Radioisotope astatine-211 is produced by bombarding bismuth in a particle accelerator, or cyclotron. Photo Credit: UW Research Scientist Don Hamlin

Targeted radiation therapy may provide an alternative in treating some blood-borne cancers

The University of Washington and Fred Hutchinson Cancer Center produce and deliver unique cancer therapy for clinical trials.

While no two cancers are the same and every patient reacts differently to treatment, scientists in the Departments of Radiation Oncology and Medicine at the University of Washington (UW) and Fred Hutchinson Cancer Center (Fred Hutch) are exploring a new treatment option in radioactive isotope astatine-211 (At-211). 

In clinical trials with over 40 cancer patients conducted by Fred Hutch and UW, early results suggest that the short 7.2-hour half-life of radioactive isotope At-211 can provide patients with blood-borne cancers with just enough radiation therapy to target their cancer cells.

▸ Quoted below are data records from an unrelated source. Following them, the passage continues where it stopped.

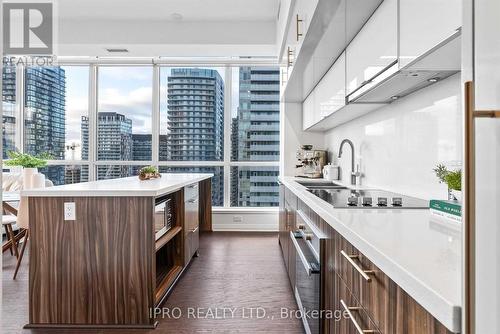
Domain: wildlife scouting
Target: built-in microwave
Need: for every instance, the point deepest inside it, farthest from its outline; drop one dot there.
(162, 216)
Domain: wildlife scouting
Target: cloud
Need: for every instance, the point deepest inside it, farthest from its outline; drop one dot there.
(136, 105)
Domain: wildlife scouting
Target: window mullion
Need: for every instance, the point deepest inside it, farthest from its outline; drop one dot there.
(92, 150)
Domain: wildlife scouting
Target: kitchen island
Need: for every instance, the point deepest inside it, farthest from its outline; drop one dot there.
(96, 257)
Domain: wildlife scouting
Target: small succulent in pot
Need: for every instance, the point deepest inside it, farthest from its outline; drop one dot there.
(27, 160)
(148, 172)
(453, 179)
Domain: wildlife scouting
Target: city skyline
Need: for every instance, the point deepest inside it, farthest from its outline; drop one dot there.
(191, 123)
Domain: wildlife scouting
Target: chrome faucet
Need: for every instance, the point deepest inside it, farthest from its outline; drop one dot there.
(354, 174)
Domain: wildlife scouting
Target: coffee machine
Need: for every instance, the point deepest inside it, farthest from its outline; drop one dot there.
(310, 162)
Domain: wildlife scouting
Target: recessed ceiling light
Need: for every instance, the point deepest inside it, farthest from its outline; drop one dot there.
(117, 50)
(176, 17)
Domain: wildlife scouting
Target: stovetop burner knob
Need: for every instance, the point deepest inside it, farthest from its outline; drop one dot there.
(397, 201)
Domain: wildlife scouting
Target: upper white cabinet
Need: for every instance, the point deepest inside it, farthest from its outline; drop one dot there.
(424, 24)
(308, 114)
(328, 96)
(487, 54)
(374, 48)
(330, 91)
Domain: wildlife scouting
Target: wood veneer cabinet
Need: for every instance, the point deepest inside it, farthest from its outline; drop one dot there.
(105, 269)
(288, 207)
(380, 305)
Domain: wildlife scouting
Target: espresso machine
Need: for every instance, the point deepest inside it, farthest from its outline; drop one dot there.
(310, 162)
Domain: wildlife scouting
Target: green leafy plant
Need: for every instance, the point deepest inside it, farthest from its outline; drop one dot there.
(148, 172)
(452, 178)
(27, 160)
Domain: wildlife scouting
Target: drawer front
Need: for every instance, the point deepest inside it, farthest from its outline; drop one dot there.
(290, 198)
(191, 191)
(370, 286)
(353, 319)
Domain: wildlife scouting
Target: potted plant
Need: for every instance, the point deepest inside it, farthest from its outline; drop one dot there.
(453, 179)
(148, 172)
(30, 164)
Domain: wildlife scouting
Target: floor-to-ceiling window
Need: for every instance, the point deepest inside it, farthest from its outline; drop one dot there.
(107, 121)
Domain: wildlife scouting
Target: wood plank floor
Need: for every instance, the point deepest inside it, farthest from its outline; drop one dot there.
(238, 271)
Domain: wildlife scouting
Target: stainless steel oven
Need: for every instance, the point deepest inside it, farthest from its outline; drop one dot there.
(163, 216)
(309, 242)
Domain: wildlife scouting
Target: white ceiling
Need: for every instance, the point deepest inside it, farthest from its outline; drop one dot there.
(190, 10)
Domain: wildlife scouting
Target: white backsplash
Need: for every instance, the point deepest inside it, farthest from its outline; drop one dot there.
(398, 146)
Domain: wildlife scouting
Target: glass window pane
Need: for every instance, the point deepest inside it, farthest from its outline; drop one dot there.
(9, 108)
(191, 114)
(217, 180)
(255, 114)
(254, 186)
(124, 113)
(65, 174)
(56, 102)
(105, 172)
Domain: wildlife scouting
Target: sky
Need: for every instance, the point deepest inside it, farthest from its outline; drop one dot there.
(126, 90)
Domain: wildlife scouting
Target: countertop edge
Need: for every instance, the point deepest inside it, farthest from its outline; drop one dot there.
(443, 310)
(53, 191)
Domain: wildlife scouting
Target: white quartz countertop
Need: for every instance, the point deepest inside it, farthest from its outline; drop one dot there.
(419, 252)
(127, 186)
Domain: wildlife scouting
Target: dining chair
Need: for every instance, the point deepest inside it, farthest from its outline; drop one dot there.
(9, 218)
(23, 223)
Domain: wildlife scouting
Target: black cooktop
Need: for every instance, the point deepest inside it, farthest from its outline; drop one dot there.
(347, 198)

This approach minimizes exposure to the rest of the body and limits exposure to health care teams handling the radioisotope. 

Scientists at UW are able to produce the radioisotope on site at UW’s Medical Cyclotron Facility and deliver certified doses of the treatment just hours later. This unique bench-to-bedside approach also eliminates the cost and time constraints of shipping longer half-life radioisotopes to hospitals for dose preparations.

“We’re looking for a new way to treat blood-borne cancers that one day may eliminate the need for total body irradiation, so we only minimally expose healthy tissues to radiation,” said Scott Wilbur, professor and researcher in the department of Radiation Oncology at UW, whose collaborative research with At-211 over the years has led to several novel techniques that are paving the way for new treatments.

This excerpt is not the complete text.